© JUNGE FREIHEIT Verlag GmbH & Co.  www.jungefreiheit.de  18/11 29. April 2011

Lockerungsübungen
Überholter Datenschutz
Karl Heinzen

IT-Experten haben herausgefunden, daß iPhones und iPads des Apple-Konzerns die Bewegungsprofile ihrer Nutzer auf den Geräten selbst sowie auf den mit ihnen verbundenen Computern aufzeichnen. Der in Deutschland zuständige Datenschutzbeauftragte, Thomas Kranig, ist „besorgt“ und verlangt eine „Aufklärung der Affäre“. Auch Ilse Aigner, Verbraucherschützerin im Ministerrang, nutzte die Gelegenheit, ihre bereits aus ihren Konflikten mit Facebook und Google bekannten Vorbehalte gegen High-Tech erneut zum Ausdruck zu bringen. Mahnende Worte zu formulieren ist ferner dem „Netzexperten“ der Grünen, Konstantin von Notz, gelungen: Die Praxis von Apple sei „intransparent“, es werde mit dem Vertrauen der Nutzer gespielt und deren Recht auf „informationelle Selbstbestimmung“ mißachtet.
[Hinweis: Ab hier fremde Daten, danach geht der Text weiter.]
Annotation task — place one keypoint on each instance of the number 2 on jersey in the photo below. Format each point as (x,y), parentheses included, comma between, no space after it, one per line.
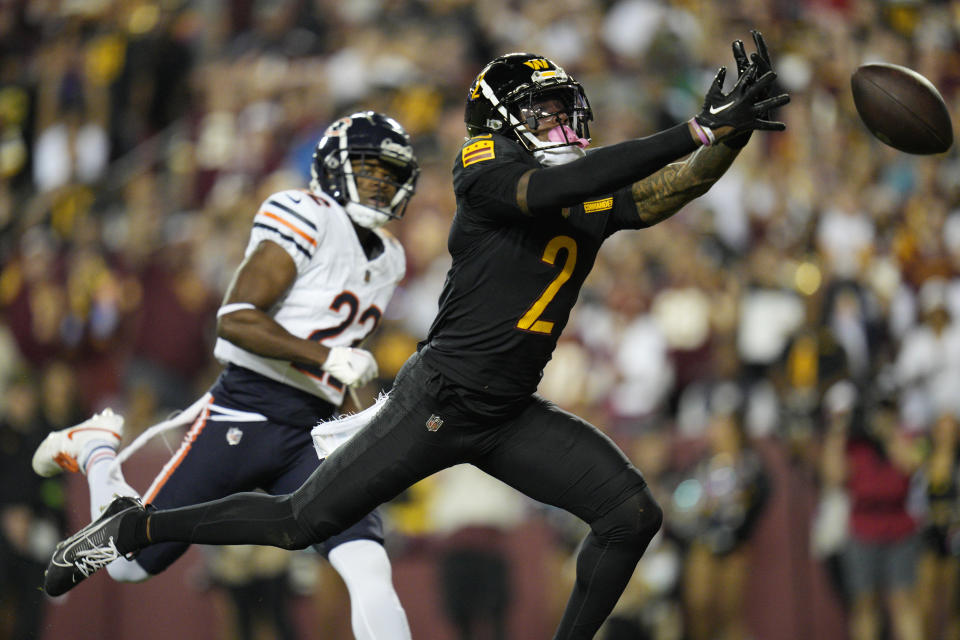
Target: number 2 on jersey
(531,319)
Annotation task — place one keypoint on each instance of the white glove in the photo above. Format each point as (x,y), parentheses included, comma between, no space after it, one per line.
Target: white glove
(352,367)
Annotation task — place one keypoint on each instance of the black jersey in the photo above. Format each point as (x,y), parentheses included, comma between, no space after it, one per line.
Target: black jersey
(514,277)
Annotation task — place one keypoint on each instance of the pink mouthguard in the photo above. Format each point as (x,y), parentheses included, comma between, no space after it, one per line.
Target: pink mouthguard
(563,133)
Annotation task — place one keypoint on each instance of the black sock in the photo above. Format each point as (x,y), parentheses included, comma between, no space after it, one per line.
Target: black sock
(603,570)
(242,518)
(131,534)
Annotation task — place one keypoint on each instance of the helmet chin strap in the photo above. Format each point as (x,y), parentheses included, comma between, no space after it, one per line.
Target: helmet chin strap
(555,156)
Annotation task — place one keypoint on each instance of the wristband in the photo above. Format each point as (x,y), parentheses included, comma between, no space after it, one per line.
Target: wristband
(704,133)
(236,306)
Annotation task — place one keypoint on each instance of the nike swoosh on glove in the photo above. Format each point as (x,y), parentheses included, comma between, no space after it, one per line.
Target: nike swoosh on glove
(353,367)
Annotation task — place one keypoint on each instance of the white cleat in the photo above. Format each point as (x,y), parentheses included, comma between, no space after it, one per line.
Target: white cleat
(69,449)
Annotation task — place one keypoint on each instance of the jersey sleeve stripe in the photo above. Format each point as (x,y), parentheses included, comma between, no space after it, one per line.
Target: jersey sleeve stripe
(310,239)
(286,237)
(296,215)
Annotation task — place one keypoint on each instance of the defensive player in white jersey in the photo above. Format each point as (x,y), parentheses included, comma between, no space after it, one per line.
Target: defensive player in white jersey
(317,275)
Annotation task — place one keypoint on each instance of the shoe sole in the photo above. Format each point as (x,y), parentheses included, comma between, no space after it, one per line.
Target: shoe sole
(64,547)
(51,449)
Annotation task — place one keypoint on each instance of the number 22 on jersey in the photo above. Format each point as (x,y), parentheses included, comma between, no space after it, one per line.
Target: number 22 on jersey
(531,319)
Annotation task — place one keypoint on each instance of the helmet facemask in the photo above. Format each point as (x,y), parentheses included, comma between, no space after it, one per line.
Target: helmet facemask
(566,106)
(522,110)
(374,185)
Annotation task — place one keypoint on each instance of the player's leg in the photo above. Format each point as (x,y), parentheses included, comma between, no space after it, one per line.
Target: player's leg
(375,609)
(557,458)
(91,448)
(357,553)
(393,452)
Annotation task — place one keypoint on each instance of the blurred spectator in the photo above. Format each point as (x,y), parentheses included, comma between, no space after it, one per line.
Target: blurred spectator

Skandalös ist jedoch nicht das Vorgehen des Konzerns, sondern die Arroganz, mit der dieses zum Skandal aufgebauscht wird. Es ist an der Zeit, die Maximen unserer „Datenschützer“ auf den Prüfstand zu stellen, bevor diese durch stures Festhalten an überholten Vorstellungen den technischen Fortschritt ernsthaft behindern können.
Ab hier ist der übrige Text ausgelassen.